脱炭素、カーボンニュートラルという価値観が徐々に身近なものになってきたのだろうか。
日本経済新聞によれば、米国では普段の購買行動に「カーボンニュートラル」という選択肢が、ちらほらと入りはじめているという。
この先、同じような商品、サービスが並んでいたら、「カーボンフットプリント」を参考に、地球にやさしいプロダクトを選ぶのが当然の流れとなるだろうという。
新たに加わる「カーボンフットプリント」という価値観
先日上場したスニーカーの米オールバーズが、カーボンフットプリントを表示して、商品を販売している。グーグルは、ユーザーが検索や地図、旅行、家といった領域で温暖化ガスの排出量が少ない選択肢を取れるよう、サポートする機能をリリースするという。

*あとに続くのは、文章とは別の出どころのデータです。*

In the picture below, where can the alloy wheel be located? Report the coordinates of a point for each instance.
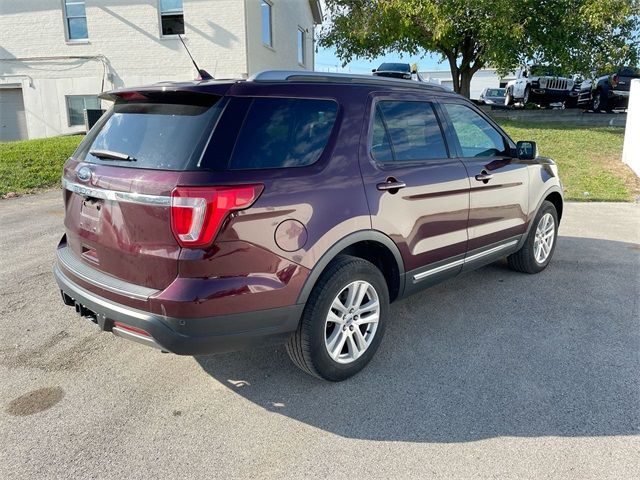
(352, 322)
(545, 236)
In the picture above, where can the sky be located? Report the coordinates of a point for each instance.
(327, 61)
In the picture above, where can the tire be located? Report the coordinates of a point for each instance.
(508, 98)
(528, 258)
(309, 345)
(597, 102)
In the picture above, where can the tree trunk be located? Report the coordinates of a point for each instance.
(465, 82)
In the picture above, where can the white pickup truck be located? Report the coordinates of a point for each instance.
(538, 84)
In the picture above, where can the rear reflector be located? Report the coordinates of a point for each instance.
(129, 328)
(198, 212)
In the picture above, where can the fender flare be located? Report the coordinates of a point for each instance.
(336, 248)
(550, 190)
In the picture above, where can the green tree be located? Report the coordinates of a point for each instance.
(576, 36)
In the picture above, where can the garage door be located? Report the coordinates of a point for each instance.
(13, 123)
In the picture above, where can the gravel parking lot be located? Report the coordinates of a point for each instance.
(491, 375)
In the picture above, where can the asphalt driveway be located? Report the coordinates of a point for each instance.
(491, 375)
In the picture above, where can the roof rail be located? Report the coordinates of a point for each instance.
(325, 77)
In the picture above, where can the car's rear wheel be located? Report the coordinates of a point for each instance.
(343, 321)
(597, 103)
(508, 97)
(538, 248)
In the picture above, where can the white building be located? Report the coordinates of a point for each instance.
(62, 53)
(484, 78)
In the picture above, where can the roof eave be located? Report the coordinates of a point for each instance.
(316, 11)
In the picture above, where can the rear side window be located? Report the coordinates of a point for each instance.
(163, 136)
(283, 132)
(405, 131)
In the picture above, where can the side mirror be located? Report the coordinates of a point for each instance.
(526, 150)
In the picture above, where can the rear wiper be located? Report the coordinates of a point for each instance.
(111, 155)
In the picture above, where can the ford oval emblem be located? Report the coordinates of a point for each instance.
(83, 173)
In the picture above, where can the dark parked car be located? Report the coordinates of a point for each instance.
(492, 96)
(608, 92)
(394, 70)
(209, 216)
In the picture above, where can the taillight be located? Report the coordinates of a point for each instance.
(198, 212)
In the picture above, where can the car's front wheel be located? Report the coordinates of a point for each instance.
(538, 248)
(343, 321)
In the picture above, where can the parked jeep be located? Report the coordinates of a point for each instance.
(540, 85)
(209, 216)
(608, 92)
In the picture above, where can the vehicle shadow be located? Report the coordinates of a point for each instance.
(492, 353)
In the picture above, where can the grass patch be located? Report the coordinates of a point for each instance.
(30, 165)
(589, 159)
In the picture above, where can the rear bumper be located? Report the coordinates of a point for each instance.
(182, 336)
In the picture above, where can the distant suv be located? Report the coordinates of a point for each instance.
(397, 70)
(608, 92)
(540, 85)
(209, 216)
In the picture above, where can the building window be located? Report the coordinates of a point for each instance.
(267, 38)
(75, 20)
(171, 17)
(301, 47)
(77, 104)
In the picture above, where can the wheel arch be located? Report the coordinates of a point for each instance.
(553, 195)
(370, 245)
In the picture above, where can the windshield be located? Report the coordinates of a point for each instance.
(544, 71)
(163, 136)
(395, 67)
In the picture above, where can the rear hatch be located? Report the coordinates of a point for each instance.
(622, 79)
(118, 184)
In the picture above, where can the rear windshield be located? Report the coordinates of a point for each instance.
(629, 72)
(283, 132)
(155, 135)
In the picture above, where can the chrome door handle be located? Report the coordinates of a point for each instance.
(390, 185)
(484, 177)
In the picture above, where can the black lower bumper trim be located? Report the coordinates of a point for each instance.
(198, 336)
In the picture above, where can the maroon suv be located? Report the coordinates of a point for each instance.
(208, 216)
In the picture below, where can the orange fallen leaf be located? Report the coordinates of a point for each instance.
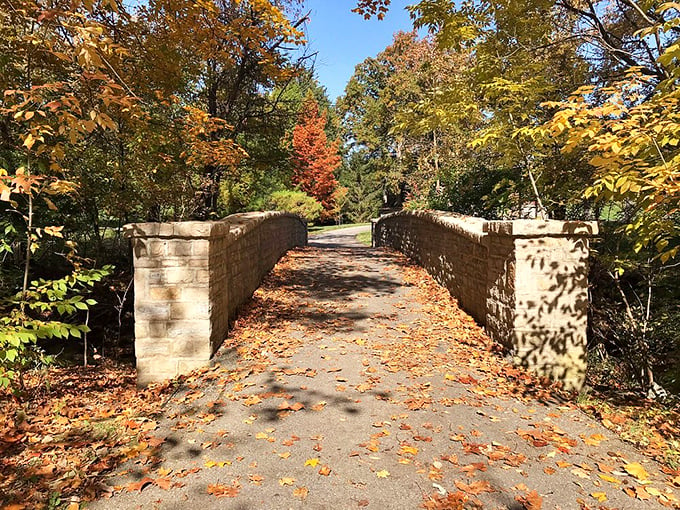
(641, 494)
(610, 479)
(140, 485)
(635, 469)
(474, 488)
(255, 479)
(599, 496)
(163, 483)
(301, 492)
(225, 491)
(532, 501)
(412, 450)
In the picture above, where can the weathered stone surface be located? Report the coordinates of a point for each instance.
(191, 277)
(524, 280)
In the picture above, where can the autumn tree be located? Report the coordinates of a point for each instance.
(314, 158)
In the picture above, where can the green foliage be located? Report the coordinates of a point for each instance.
(47, 309)
(364, 188)
(296, 202)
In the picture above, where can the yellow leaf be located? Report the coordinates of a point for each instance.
(635, 469)
(610, 479)
(600, 496)
(301, 492)
(29, 141)
(409, 449)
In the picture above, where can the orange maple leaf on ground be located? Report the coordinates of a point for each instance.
(474, 488)
(532, 501)
(225, 491)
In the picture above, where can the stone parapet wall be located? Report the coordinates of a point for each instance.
(191, 277)
(526, 281)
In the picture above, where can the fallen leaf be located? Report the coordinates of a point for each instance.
(610, 479)
(301, 493)
(225, 491)
(635, 469)
(140, 485)
(599, 496)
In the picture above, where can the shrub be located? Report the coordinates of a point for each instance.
(296, 202)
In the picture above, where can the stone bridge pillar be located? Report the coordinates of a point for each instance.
(190, 278)
(526, 281)
(537, 294)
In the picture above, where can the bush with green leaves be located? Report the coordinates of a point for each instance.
(47, 309)
(296, 202)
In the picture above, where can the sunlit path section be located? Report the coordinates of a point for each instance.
(352, 380)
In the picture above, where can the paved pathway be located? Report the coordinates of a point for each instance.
(352, 381)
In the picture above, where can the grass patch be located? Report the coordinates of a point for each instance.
(650, 426)
(365, 238)
(319, 230)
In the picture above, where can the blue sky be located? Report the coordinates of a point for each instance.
(343, 39)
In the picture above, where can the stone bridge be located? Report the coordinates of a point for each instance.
(524, 280)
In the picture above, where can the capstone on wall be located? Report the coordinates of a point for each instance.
(191, 277)
(526, 281)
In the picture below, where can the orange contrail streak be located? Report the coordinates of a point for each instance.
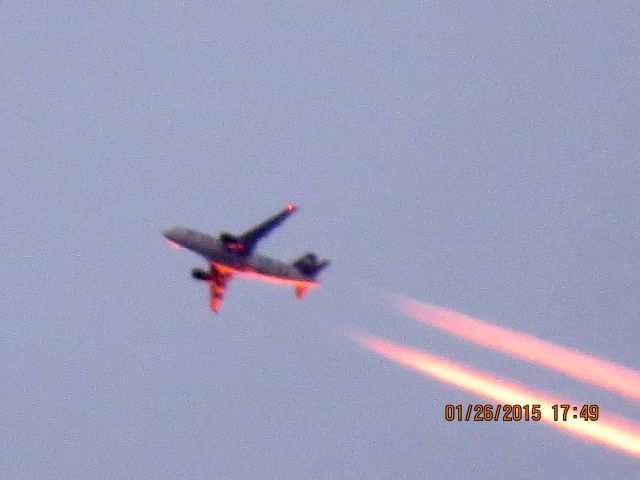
(609, 430)
(587, 368)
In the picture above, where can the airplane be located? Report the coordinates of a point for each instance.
(230, 255)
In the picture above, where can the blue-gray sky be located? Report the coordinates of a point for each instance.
(483, 158)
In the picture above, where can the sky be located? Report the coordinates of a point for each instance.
(480, 157)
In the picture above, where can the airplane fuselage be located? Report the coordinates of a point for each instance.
(254, 265)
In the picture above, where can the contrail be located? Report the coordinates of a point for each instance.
(611, 431)
(587, 368)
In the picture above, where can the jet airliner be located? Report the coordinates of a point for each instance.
(230, 255)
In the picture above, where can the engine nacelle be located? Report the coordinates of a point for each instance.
(200, 274)
(226, 237)
(233, 243)
(307, 264)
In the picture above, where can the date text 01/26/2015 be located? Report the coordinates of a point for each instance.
(518, 413)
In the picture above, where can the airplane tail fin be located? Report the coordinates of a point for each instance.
(310, 265)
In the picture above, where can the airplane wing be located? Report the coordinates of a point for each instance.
(217, 286)
(251, 237)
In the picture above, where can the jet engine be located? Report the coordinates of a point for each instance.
(200, 274)
(226, 237)
(232, 243)
(309, 264)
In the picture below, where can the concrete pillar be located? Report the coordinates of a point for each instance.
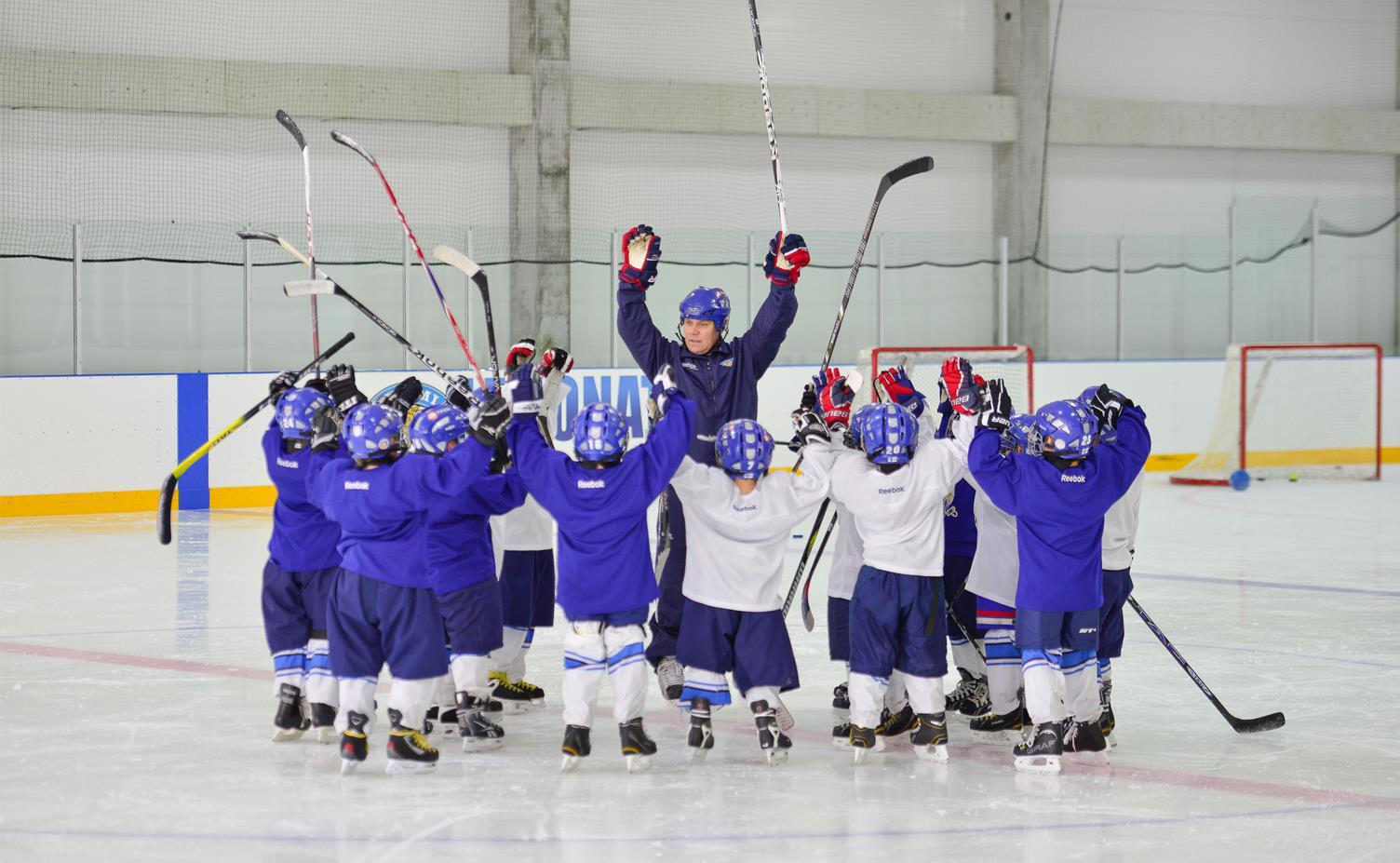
(539, 174)
(1022, 69)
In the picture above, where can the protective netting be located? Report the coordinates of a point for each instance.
(141, 136)
(1259, 426)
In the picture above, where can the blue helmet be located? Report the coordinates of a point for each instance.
(888, 433)
(707, 304)
(372, 430)
(1019, 433)
(599, 433)
(296, 408)
(1066, 429)
(434, 427)
(744, 449)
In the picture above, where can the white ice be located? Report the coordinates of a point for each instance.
(136, 708)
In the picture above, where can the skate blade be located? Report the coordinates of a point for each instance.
(936, 754)
(1041, 765)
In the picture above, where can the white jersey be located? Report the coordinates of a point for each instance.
(996, 568)
(846, 557)
(1120, 526)
(900, 515)
(735, 544)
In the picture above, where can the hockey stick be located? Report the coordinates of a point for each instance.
(1244, 726)
(330, 288)
(163, 513)
(341, 138)
(290, 125)
(474, 271)
(767, 116)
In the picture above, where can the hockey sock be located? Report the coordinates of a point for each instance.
(965, 656)
(867, 695)
(1081, 685)
(356, 695)
(471, 674)
(711, 685)
(505, 656)
(627, 670)
(1043, 685)
(289, 667)
(925, 694)
(1003, 671)
(321, 682)
(411, 698)
(584, 663)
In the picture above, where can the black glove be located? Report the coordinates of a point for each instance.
(341, 382)
(280, 384)
(996, 407)
(491, 421)
(403, 397)
(325, 429)
(1108, 407)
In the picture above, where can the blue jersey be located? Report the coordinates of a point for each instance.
(1060, 513)
(303, 538)
(724, 383)
(460, 551)
(959, 526)
(603, 554)
(383, 509)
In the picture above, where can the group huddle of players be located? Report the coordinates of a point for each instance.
(383, 546)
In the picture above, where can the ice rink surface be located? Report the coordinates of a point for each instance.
(135, 695)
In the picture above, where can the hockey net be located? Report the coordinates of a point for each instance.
(1014, 363)
(1264, 426)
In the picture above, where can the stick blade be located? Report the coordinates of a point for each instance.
(308, 288)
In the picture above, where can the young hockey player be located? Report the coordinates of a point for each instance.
(993, 580)
(525, 551)
(739, 521)
(302, 568)
(384, 607)
(897, 621)
(605, 576)
(461, 569)
(1119, 543)
(1058, 502)
(720, 374)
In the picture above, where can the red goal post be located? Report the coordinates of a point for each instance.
(1261, 418)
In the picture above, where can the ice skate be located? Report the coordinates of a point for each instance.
(671, 679)
(772, 740)
(930, 738)
(702, 733)
(1041, 754)
(355, 743)
(291, 721)
(409, 752)
(575, 747)
(1084, 743)
(324, 721)
(866, 741)
(478, 733)
(636, 746)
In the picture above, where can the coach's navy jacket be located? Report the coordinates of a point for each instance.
(724, 383)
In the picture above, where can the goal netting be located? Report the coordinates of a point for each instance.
(1269, 424)
(1014, 363)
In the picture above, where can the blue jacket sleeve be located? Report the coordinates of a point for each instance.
(639, 333)
(999, 475)
(764, 336)
(666, 444)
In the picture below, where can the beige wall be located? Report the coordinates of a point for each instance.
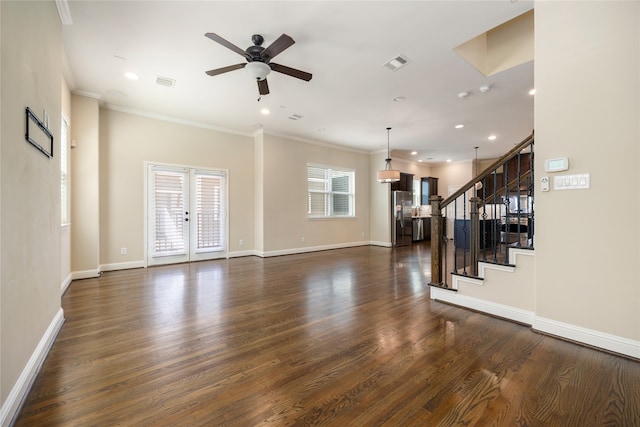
(65, 232)
(258, 154)
(127, 141)
(29, 187)
(285, 196)
(85, 187)
(587, 108)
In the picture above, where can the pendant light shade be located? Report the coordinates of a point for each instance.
(388, 174)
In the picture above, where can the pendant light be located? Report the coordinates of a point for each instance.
(388, 175)
(478, 184)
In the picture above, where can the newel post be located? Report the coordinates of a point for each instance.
(436, 240)
(474, 241)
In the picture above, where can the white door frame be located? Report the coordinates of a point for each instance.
(190, 253)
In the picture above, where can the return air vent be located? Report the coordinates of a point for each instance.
(394, 64)
(165, 81)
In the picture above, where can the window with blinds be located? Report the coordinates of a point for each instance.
(330, 192)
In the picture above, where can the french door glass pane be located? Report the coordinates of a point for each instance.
(169, 212)
(209, 212)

例えば「グーグルフライト」で飛行機を検索すると移動に伴う二酸化炭素(CO2)の排出量も表示。料金や時間だけでなく、より地球に優しいという観点からフライトを選択できるようになっている。「グーグルマップ」では、CO2排出が少ないルート(燃費がよいルート)を提案してくれる。グーグルを経由してショッピングする場合は、よりエネルギー効率のよい家電が提案されるようになる。(出所:日本経済新聞)
ほんの先頃までは、ものづくりにおける価値観は、「QCD」品質、コスト、デリバリーにあると言われていたが、これに「カーボンフットプリント」が加わったということなのかもしれない。
「カーボンフットプリント」とは、商品・サービスのライフサイクルの各過程で排出された「温室効果ガスの量」を追跡した結果、 得られた全体の量をCO2量に換算して表示することをいう。
住宅用低炭素コンクリートが登場
北海道苫小牧市の會澤高圧コンクリートが、コンクリートの製造時に液化CO₂を噴射して取り込み、ナノレベルの鉱物を生成させ、CO₂の排出が多いとされるセメント量を削減し、同じコンクリート強度を引き出すテクノロジーを導入したという。
加カーボンキュアのCO₂鉱物化(固定化)技術を国内初実装 | AIZAWA
これを活用して住宅用杭基礎材H型PCパイルを販売するそうだ。価格は従来品と変えないという。
カーボンネガティブ発電所
広島県広島市の「西風新都バイオマス発電所」が「CO2回収装置」を導入し、排出されるCO2の一部を回収し、構内に設置する農業ハウスで利活用し、完全自己消費型カーボン・ネガティブ発電所を実現すると、この発電所を運営する太平電業が発表した。
西風新都バイオマス発電所にCO2回収装置を導入|お知らせ|ニュース|太平電業株式会社
太平電業が導入する装置は、三菱重工エンジニアリング製で、1日あたり0.3トンのCO2が回収可能だという。この新しい装置は、2022年6月からの稼働を予定しているそうだ。
再生可能エネルギーに分類されるバイオマス発電において、そこで排出される二酸化炭素を回収し、農業に活かすとは面白い取り組みになりそうだ。
身近なところで二酸化炭素の資源化が進むか
「カーボンフットプリント」を正確に把握できるようになれば、それが商品選択の物差しになるばかりでなく、その製造工程におけるCO2削減の目標となり、低減活動の起点になるということなのだろうか。
地球温暖化の敵と目される二酸化炭素を活用した事例が身近で増えれば、安心が一つ増えていくような気がする。こうした事例からすれば、脱炭素は決して高いハードルということはないのだろう。